Pasar Kripto Rentan Bergoyang, Ini Penyebabnya

Chandra Dwi, CNBC Indonesia
19 July 2022 17:25
Ilustrasi Cryptocurrency (Photo by Pierre Borthiry on Unsplash)
Foto: Ilustrasi Cryptocurrency (Photo by Pierre Borthiry on Unsplash)

Jakarta, CNBC Indonesia - Krisis kripto membuat banyak perusahaan kripto mengalami berbagai masalah hingga menyebabkan kehancuran di lingkungan perusahaan kripto tersebut.

Aset digital yang sangat berisiko ini memang tengah menjadi daya tarik banyak orang karena sifatnya yang berbeda dari aset konvensional.

Di tahun 2021 saja, mata uang kripto kian menggila dengan pecah rekor tertinggi barunya, seperti yang diperlihatkan oleh dua kripto 'blue chip' yakni Bitcoin dan Ethereum. Tanpa nilai fundamental, para pengguna menciptakan nilai 'adikodrati' mata uang digital, sehingga membuatnya bersinar.

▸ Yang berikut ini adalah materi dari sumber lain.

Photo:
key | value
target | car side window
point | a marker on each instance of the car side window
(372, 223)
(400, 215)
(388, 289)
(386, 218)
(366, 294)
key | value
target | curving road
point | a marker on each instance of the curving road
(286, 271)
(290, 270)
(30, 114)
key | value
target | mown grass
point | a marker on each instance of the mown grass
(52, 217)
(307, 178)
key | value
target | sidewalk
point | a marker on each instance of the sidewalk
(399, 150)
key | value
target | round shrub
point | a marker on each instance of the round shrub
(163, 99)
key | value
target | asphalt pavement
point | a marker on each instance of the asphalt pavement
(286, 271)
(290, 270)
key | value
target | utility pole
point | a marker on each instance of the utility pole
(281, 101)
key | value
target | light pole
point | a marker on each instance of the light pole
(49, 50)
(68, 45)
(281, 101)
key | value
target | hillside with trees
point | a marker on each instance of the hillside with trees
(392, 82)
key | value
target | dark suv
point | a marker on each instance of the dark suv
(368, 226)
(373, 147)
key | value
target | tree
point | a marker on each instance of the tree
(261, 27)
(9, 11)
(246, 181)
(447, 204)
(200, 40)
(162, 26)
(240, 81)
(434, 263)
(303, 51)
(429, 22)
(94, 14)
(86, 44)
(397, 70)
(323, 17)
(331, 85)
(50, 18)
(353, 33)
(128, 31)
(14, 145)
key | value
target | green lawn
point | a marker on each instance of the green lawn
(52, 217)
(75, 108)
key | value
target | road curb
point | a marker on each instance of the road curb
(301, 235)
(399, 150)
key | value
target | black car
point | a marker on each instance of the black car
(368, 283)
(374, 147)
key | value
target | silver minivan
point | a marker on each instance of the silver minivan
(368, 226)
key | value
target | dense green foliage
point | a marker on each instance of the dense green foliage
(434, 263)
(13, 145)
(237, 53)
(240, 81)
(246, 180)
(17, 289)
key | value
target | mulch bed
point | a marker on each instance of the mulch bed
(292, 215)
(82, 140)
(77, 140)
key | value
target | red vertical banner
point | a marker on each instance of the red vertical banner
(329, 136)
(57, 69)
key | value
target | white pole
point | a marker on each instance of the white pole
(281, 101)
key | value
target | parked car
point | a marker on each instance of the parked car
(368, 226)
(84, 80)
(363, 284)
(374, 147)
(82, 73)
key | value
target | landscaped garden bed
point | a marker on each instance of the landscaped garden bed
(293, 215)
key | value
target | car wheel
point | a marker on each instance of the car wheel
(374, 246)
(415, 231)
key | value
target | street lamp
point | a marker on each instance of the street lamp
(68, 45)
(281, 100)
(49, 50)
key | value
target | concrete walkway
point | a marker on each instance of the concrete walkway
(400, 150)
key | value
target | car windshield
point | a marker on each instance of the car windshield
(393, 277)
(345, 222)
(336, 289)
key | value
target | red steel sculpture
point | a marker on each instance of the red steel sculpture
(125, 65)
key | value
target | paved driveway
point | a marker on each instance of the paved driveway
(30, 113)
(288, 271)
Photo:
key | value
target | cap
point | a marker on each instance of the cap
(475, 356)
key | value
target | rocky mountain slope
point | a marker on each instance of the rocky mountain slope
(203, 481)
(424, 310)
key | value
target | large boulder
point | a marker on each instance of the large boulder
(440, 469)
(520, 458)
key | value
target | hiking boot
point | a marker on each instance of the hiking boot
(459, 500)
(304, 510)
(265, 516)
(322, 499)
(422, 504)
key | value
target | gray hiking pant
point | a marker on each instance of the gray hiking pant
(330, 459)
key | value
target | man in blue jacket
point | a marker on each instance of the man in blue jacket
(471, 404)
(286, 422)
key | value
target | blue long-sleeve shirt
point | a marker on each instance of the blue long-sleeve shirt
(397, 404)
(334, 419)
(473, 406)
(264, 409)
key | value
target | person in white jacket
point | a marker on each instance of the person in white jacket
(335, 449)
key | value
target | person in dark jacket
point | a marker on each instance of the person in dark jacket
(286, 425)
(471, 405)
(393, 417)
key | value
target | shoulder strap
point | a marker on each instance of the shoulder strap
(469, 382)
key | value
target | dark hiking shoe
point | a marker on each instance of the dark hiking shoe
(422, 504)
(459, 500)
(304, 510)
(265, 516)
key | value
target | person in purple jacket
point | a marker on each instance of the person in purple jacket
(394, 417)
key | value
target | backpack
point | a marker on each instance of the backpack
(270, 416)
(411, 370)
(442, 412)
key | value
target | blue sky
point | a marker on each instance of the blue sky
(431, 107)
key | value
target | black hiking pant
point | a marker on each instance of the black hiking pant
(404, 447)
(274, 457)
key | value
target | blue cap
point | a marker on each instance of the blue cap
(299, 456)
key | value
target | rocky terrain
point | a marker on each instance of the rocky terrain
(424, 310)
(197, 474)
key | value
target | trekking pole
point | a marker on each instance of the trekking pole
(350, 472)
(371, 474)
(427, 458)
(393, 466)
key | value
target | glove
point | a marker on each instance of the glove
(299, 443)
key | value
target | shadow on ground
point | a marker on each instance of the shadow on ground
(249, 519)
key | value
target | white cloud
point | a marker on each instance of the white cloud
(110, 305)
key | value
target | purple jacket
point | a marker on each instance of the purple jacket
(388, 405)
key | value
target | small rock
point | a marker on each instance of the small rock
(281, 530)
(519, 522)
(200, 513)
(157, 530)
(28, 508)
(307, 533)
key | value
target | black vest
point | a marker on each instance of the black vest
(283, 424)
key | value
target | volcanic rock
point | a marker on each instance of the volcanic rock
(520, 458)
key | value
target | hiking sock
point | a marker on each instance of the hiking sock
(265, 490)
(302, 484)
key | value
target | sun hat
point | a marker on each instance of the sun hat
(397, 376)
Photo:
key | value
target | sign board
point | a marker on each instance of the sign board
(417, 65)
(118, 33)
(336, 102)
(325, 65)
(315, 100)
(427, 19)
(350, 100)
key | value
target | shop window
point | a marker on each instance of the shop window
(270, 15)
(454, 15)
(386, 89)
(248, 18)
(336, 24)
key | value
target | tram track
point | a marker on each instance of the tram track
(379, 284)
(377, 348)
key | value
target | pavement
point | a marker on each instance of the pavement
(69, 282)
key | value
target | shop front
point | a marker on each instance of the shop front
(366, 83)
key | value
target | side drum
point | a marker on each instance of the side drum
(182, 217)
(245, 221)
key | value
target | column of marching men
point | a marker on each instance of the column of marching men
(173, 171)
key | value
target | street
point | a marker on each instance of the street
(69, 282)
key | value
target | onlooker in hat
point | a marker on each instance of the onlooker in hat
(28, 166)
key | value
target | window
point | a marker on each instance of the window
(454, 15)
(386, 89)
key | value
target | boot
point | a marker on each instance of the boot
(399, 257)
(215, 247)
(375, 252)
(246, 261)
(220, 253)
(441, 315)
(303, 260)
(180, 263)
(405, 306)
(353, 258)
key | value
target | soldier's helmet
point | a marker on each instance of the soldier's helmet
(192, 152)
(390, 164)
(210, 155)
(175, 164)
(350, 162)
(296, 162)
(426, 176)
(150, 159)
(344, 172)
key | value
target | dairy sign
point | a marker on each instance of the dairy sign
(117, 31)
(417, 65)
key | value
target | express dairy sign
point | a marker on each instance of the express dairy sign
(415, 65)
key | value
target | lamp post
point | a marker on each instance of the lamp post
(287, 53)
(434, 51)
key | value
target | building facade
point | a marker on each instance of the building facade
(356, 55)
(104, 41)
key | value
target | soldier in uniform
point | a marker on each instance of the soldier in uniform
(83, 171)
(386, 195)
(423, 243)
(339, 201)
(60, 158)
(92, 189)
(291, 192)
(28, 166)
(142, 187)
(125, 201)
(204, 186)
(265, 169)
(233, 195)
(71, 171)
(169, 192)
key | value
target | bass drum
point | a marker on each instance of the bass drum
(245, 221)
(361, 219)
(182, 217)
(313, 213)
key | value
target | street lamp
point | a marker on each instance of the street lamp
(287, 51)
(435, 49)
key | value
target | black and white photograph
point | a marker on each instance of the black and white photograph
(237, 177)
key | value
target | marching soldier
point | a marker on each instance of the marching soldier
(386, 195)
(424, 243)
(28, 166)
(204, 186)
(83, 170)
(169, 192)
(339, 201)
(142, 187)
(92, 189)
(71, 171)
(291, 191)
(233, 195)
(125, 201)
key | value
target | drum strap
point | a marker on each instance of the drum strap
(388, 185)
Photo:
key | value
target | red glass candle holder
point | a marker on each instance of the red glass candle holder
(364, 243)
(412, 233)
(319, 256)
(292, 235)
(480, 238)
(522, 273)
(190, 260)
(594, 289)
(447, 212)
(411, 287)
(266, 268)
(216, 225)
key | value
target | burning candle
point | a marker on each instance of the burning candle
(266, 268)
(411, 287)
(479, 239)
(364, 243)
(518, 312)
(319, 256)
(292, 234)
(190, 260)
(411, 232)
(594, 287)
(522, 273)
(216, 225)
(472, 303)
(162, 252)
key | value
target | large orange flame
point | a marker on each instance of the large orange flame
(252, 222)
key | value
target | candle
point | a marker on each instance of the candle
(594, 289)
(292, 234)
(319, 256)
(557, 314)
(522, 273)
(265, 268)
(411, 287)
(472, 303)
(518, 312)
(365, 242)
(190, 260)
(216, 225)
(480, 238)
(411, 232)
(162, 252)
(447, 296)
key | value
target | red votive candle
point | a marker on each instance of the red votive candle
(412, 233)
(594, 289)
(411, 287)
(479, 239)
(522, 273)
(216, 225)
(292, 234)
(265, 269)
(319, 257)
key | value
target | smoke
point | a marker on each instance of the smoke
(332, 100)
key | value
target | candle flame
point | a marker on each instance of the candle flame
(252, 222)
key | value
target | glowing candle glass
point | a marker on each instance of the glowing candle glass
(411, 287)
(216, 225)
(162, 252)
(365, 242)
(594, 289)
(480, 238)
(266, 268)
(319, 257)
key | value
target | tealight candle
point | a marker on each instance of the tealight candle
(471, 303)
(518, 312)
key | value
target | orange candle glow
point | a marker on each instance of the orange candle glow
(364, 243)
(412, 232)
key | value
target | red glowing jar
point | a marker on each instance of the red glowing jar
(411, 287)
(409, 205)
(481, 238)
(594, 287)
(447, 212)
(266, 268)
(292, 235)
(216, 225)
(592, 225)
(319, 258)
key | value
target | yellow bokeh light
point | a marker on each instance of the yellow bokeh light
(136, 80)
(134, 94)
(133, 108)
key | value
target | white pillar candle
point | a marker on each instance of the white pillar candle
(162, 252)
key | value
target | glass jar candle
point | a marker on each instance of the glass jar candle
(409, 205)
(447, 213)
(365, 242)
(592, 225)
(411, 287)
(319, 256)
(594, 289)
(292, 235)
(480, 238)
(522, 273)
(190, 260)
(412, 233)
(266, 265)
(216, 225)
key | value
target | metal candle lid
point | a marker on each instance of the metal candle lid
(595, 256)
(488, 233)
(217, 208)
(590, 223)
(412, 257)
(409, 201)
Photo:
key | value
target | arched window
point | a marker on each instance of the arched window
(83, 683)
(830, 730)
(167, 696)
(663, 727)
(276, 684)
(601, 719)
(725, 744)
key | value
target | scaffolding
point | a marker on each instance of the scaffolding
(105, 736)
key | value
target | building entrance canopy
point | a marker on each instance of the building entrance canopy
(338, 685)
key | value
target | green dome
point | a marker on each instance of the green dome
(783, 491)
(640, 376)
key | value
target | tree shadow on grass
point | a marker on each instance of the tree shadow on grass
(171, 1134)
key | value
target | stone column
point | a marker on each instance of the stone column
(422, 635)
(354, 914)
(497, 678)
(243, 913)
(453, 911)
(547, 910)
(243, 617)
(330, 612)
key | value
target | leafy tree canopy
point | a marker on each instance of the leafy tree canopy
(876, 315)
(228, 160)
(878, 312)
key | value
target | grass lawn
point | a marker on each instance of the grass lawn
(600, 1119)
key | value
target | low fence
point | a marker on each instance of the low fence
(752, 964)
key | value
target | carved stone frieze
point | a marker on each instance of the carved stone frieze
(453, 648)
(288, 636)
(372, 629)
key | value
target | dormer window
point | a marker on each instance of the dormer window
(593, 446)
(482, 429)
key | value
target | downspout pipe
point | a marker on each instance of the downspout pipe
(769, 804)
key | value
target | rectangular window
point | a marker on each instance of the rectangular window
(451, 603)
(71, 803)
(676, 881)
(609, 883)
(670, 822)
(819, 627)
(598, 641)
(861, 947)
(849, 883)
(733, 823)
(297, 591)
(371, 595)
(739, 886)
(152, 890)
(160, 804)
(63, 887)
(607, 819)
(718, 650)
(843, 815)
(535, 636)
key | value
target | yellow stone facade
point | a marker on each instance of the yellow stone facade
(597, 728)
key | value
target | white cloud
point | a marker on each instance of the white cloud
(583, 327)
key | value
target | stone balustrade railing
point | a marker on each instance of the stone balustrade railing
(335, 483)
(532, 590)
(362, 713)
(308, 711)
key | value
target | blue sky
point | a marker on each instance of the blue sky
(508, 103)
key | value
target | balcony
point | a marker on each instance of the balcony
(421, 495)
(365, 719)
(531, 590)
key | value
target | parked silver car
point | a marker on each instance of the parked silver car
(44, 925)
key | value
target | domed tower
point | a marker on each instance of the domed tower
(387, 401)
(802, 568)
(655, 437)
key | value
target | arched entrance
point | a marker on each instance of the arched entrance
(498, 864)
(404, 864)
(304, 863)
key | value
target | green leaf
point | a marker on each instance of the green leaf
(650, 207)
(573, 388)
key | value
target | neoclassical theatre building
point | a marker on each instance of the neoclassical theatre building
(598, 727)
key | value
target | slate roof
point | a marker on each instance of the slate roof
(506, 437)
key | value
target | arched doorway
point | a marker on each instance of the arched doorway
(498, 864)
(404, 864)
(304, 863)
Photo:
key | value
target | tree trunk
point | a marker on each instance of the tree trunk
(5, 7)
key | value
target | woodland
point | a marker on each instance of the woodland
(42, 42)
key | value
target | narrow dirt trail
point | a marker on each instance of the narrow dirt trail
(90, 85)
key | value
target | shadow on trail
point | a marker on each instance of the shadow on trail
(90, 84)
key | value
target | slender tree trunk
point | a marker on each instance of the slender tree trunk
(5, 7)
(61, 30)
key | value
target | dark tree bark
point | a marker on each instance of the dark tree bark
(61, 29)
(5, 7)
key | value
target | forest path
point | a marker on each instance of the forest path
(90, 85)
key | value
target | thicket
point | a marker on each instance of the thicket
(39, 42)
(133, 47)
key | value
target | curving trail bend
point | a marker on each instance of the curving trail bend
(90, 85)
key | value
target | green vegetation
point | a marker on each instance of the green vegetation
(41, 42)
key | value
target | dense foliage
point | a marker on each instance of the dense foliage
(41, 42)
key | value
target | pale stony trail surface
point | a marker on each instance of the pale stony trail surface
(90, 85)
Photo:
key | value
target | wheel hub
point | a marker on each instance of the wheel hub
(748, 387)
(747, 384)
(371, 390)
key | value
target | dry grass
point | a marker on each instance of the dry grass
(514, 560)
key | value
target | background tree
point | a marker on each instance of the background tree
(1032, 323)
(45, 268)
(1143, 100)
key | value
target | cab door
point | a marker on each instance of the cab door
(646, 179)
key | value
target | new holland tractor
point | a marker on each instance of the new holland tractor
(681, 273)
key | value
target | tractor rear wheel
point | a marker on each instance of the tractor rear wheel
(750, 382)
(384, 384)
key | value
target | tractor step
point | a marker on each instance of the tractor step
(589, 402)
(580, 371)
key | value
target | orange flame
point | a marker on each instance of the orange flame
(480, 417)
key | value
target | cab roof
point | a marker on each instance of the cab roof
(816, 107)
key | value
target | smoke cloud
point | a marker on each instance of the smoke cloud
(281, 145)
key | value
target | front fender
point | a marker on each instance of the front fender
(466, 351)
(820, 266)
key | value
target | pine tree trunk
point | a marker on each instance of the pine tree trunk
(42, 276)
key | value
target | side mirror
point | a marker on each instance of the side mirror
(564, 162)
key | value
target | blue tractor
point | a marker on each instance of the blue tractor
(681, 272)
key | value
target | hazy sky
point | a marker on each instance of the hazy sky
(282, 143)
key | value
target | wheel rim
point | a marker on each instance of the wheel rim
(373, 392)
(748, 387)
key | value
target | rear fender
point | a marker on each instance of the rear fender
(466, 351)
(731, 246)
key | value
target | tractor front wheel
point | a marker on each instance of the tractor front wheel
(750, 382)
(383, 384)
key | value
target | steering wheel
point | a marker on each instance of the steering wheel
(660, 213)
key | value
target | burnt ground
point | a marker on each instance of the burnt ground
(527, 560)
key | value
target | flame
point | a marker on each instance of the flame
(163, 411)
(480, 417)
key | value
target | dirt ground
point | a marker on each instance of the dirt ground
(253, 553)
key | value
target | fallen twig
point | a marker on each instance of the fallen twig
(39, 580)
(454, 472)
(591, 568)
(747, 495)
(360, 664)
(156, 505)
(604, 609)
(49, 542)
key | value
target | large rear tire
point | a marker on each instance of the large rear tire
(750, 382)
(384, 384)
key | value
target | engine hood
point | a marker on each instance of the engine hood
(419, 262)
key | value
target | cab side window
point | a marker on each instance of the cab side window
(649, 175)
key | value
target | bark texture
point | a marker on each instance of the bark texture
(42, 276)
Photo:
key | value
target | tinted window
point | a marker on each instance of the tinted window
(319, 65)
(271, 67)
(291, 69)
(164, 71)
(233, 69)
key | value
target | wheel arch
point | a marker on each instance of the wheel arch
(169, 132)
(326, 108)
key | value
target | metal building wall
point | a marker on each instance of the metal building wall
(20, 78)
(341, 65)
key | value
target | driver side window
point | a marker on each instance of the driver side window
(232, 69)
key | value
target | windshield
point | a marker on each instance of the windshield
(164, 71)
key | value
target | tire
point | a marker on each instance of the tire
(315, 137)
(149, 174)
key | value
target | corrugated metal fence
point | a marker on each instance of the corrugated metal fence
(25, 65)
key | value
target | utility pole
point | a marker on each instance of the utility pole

Meski sempat diminati oleh banyak investor, terutama kalangan milienial hingga harganya melesat jauh pada tahun lalu. Tetapi karena aset kripto dinilai berisiko, maka potensi kehancurannya juga cukup besar.

Setelah pada tahun lalu Bitcoin dan Ethereum mencetak rekor all time high (ATH) dua kali, kini keduanya terjatuh cukup jauh dari harga ATH-nya.

Bahkan, kapitalisasi keduanya yang sempat mencapai lebih dari US$ 1 triliun (Bitcoin) dan US$ 560 miliar (Ethereum), kini kedunya tidak lebih dari US$ 500 miliar, di mana kapitalisasi pasar Bitcoin saat ini mencapai US$ 418 miliar, sedangkan Ethereum sebesar US$ 185 miliar.

Kehadiran aset kripto seolah menampar pejabat pemerintah, bank sentral dan bahkan ekonom wahid tingkat dunia yang sebelumnya menilai mata uang kripto adalah aset yang lahir dari dan untuk spekulasi, dan tidak memiliki nilai fundamental di dalamnya.

Contohnya saja Menteri Keuangan Amerika Serikat (AS), Janet Yellen, yang pernah menyebut bahwa aset ini berbahaya karena sangat tidak efisien dijadikan alat bertransaksi tetapi menjadi ajang spekulasi tingkat tinggi.

Seruan yang sama juga dikeluarkan bos bank sentral AS (Federal Reserve/The Fed), Jerome Powell dengan menyebut Bitcoin dkk itu sebagai "kendaraan spekulasi."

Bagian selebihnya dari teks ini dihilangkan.